March 17, 1956, in one semi-final game Carr Creek beat Wayland, 68-66; in the other, Henderson won, 78-63. The 1956 tournament in Memorial Coliseum is regarded as the most memorable High School Boys’ Basketball Tournament thanks to an abundance of last-second heroics. This tournament had a collection of schools with exceptional basketball pedigrees and the record-setting dominance of Wayland’s “King” Kelly Coleman.
March 17, 1961, the Ashland Tomcats’ bench erupted when the final horn sounded after beating archrival Seneca in the quarterfinals of the boys’ state basketball tournament in Memorial Coliseum. Ashland went on to win the tournament, defeating Lexington Dunbar, 69-50.
March 17, 1971, First Lady Pat Nixon waved to the crowd after she and President Nixon, and Governor Louie B. Nunn arrived at Blue Grass Field. President Nixon traveled to Lexington to attend the funeral of Whitney Young, Jr., executive director of the National Urban League. The President delivered the eulogy at graveside services in Greenwood Cemetery in Louisville.
March 17, 1973, Shawnee beat Male 81-68 to win the 56th Kentucky High School Basket Tournament in front of 124,954 in Louisville’s Freedom Hall. One of the storylines was the lack of support from Shawnee’s administrators.
March 17, 1979, John Y. Brown (45) and Phyllis George (29) were married in the Marble Collegiate Church in Manhattan. Norman Vincent Peale performed the ceremony. Guests included Paul Hornung, Milton Berle, Bert Parks, Walter Cronkite, Eunice Shriver and Andy Williams, who sang “Just the Way You Are.” Willie Nelson’s gift was a bible. The wedding was a carefully orchestrated media event. The night before, the couple wound up their rehearsal dinner at Studio 54. The honeymoon in St. Martin was interrupted when Brown announced his candidacy for governor.
March 17, 1988, an exuberant crowd of 15,000 to 20,000 education supporters marched on the Capitol, lashing out at Governor Wilkinson and demanding more money for Kentucky schools. The crowd, which overwhelmed legislators and exceeded everyone’s expectations, was thought to be the largest ever to demonstrate in Frankfort.
March 17, 1990, Attorney General Fred Cowan made a public statement confirming that cock fighting was legal in Kentucky since 1980. He went on to say the birds were exempt from a state law governing cruelty to animals.
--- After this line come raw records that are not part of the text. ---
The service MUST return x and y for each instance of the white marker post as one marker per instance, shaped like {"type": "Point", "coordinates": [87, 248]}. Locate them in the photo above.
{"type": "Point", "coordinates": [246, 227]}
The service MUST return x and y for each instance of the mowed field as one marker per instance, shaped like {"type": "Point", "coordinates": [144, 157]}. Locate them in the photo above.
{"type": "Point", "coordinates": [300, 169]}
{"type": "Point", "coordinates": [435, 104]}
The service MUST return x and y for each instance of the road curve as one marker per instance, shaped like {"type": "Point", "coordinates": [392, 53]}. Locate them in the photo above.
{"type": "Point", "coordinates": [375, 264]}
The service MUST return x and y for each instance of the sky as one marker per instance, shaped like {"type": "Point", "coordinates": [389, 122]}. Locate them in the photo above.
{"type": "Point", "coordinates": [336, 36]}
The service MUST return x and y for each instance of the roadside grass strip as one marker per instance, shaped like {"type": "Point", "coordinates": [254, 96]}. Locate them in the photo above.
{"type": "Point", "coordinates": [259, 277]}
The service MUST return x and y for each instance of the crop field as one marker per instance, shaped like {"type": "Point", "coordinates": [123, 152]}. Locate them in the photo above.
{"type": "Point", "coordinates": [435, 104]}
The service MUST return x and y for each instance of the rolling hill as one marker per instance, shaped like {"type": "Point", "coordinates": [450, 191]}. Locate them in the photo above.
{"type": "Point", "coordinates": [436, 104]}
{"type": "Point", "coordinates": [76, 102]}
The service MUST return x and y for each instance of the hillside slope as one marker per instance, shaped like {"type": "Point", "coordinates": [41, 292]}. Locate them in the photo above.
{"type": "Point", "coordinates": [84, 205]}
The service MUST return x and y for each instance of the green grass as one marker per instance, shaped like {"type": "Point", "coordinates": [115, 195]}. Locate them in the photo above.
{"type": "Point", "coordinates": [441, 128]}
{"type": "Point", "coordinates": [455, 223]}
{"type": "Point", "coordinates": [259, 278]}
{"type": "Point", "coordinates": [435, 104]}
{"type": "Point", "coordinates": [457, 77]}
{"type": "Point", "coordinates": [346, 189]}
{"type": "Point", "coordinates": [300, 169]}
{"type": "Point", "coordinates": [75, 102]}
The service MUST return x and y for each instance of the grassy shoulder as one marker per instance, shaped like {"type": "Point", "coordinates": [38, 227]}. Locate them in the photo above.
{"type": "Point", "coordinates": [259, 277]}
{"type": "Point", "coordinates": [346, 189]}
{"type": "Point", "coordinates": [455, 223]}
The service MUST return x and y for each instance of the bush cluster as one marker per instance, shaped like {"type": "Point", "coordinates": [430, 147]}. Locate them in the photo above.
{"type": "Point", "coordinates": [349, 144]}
Meanwhile, the Henry Clay Blue Devils win the 29th Girls’ State High School Basketball Tournament before 2,315 in Diddle Arena in Bowling Green.
March 17, 2009, the Wildcats returned to Memorial Coliseum to play in the first round of the N.I.T. Coach Gillispie led the Cats to victory over UNLV 70-60. The last time Kentucky played in Memorial was in 1976. Gillispie’s one game in Memorial put him in the elite company to have coached the Cats in the Coliseum. It was Gillispie’s last game coached in Kentucky. The team won one more N.I.T. game and lost in the quarterfinals.
March 17, 2020, a Nelson County man checked himself out of a hospital and told authorities he would not self-isolate after testing positive for the coronavirus. He eventually cooperated, but Nelson County Judge-Executive Dean Watts declared a State of Emergency and posted police outside his house.
March 17, 2021, as the clock neared midnight, Kentucky legislators rushed more tax breaks for large corporations and others doing business in the Commonwealth, adding to the already billions of dollars given away. In the meantime, Governor A. Beashear states. “We are close to the finish line but we can’t give up yet. Keep masking up, keep social distancing, and get vaccinated when it is your turn. Let’s see this through till the end of the fight.”